Да что же он на конференции, что ли?! Пожалуй, стоит зевнуть и вернуться к амплуа «дурочки».
Некогда военный министр, а ныне депутат Национальной ассамблеи Адольф Мессими поднялся с постели и стал надевать парадный мундир со всеми регалиями. Ему предстояла сегодня встреча с бывшими однополчанами, и он не мог появиться в офицерском собрании в штатском.
– У англичан, конечно, ужасный вкус, но в одном правы: они скромнее нас и на фронте носят свою жуткую бурую форму. Мы же считаем, что и умирать следует элегантно, и ходим в красных штанах и кепи, которые буквально кричат противнику: «Эй, я тут, цельтесь сюда! Вы что, не видите меня?»

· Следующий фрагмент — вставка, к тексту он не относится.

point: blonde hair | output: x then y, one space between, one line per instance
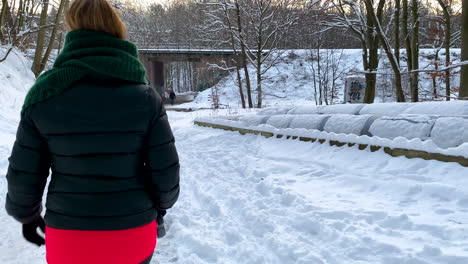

Он засмеялся собственной шутке, и я, чтобы сделать ему приятное, подхватила. Потом начала одеваться. Я давно избавилась от иллюзий и надежд, что кто-нибудь полюбит меня такой, как я есть, и теперь вместе с данью восхищения и цветами спокойно принимала деньги – это была плата за мое умение притворяться. Я была уверена, что окончу дни мои, так и не познав любви, но не все ли равно? Любовь и власть стали для меня неразличимы.
Но я, конечно, не была настолько беспечна, чтобы дать заметить это еще кому-нибудь. Подойдя к Мессими, я звонко поцеловала его в щеку. Лицо его было наполовину скрыто усами – такими же, какие носил мой неудачник-муж.
Он положил на стол пухлый конверт, набитый банкнотами в тысячу франков.
– Прошу тебя понять меня правильно. Раз уж мы говорим о прогрессе, я думаю, что мы все должны способствовать ему. Я получаю много, а трачу куда меньше. Расценивай это как мой посильный вклад в стимулирование потребления.
Мессими снова засмеялся своей шутке – он искренне был убежден, что я в восторге от его наград, усов и дружбы с президентом, о которой он не забывал упомянуть при каждой встрече.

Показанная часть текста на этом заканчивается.